To be truly protected against all virus outbreaks, you need multiple engines with the right mix of capabilities, argues David Vella.
It is a well known fact that viruses, Trojan horses, worms, spam, and other forms of malware present a real threat to all modern-day organisations and affect productivity and business operations negatively. According to the 2006 FBI Crime and Security Survey, 97 per cent of organisations have anti-virus software installed, yet 65 per cent have been affected by a virus attack at least once during the previous 12 months.
- The need to have a fast response time
One of the most important factors in the successful protection of your network against viruses is how fast you get new virus engine signature files - those files released by anti-virus labs that help to identify a virus when there is an outbreak.
Email allows viruses to be spread at lightning speed in a matter of hours, and a single email virus is enough to infect your whole network.
Obviously then, a critical factor is how fast the signature files of your anti-virus solution are updated when a new virus emerges. In every virus attack there is a time differential between the outbreak of the new virus and the release of signatures to defeat and eliminate it. The faster a signature file is created, the less likely the chance of an infection.
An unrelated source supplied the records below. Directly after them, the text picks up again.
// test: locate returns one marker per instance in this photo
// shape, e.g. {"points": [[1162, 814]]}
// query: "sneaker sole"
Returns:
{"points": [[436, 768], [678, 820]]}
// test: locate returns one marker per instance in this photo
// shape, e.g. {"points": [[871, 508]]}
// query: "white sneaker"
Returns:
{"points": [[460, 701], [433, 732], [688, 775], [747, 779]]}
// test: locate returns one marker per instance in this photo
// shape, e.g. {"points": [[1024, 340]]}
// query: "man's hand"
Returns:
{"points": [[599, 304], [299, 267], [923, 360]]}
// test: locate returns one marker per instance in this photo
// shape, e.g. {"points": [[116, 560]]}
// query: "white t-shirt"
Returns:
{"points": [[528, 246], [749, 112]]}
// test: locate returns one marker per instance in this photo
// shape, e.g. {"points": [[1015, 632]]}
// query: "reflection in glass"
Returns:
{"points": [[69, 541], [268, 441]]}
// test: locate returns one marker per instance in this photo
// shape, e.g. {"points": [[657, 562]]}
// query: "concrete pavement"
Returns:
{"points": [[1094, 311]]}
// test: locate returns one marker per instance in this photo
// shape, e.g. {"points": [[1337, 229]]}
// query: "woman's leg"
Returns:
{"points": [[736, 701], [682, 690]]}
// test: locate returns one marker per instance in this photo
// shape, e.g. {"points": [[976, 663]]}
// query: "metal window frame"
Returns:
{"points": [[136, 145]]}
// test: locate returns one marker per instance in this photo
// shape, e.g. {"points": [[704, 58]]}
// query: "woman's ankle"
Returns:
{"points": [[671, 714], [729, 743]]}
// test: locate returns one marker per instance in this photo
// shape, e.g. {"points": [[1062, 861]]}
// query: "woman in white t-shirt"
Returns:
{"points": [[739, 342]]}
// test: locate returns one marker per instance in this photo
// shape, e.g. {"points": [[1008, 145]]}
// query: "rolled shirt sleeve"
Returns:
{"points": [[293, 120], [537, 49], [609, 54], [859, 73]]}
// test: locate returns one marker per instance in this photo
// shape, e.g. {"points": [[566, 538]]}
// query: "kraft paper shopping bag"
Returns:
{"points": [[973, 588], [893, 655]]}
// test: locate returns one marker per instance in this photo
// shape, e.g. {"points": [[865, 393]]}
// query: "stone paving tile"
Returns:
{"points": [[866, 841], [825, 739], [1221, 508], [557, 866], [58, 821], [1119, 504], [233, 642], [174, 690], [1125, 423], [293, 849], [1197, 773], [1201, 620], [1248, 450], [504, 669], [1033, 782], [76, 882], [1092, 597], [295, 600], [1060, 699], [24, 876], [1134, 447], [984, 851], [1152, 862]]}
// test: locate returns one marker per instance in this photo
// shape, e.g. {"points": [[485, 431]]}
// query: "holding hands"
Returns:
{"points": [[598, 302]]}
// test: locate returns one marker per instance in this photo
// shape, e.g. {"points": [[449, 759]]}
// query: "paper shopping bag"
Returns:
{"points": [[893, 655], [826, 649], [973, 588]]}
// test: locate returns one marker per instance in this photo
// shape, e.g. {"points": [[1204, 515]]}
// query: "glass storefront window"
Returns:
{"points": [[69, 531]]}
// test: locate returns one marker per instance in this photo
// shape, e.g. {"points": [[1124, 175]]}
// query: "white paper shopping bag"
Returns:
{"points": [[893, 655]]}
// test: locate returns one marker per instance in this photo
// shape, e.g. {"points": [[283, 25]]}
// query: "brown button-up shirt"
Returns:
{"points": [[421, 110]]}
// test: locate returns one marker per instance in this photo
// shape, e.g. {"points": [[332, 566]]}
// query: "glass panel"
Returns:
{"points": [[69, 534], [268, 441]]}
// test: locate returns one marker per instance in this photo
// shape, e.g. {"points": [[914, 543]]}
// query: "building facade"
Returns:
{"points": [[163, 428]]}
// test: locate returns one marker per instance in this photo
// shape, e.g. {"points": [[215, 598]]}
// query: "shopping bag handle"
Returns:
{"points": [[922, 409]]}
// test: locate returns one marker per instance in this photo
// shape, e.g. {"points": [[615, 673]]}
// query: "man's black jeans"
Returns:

Every anti-virus vendor in the market claims to have a fast response time. However, the reality is not quite so sanguine. Anti-virus labs produce updates for virus and worm outbreaks at different intervals. There is no one company that will always be the first and fastest to respond to a particular virus outbreak. Granted, some companies may be faster on more occasions, but it is never the same company that delivers protection first every time.
- The case for multiple anti-virus engines
The argument in favour of using multiple anti-virus engines is straightforward. It is predicated on the simple reality that there is no single anti-virus engine that is fastest, most effective and "the best" all the time. If you have an engine with the fastest average response time, then that is all you have. The clue is in the word "average".
It doesn't mean that it will be the fastest for the next virus outbreak. The results of an infection and effective "crash" of your organisation's system can include lost productivity, lost business, downtime and increased business costs.
Furthermore, from time to time, erroneous anti-virus engine updates might seep through since anti-virus vendors are constantly trying to release updates as quickly as possible to combat an outbreak.
Relying on one single anti-virus engine will fail in such an event, as viruses might bypass the erroneous single anti-virus protection, while multiple anti-virus engines will provide a backup.
- A new paradigm and strategy
Since it is obvious that single scanning engine defences are insufficient for the protection of your network then logic dictates a different strategy. Organisations need to implement a layered scanning solution that combines multiple engines to greatly increase chances of having at least one of those virus engines updated on time. Multiple virus engines might also result in the right mix of technological capabilities for any particular threat, thus increasing the chances of your network being protected.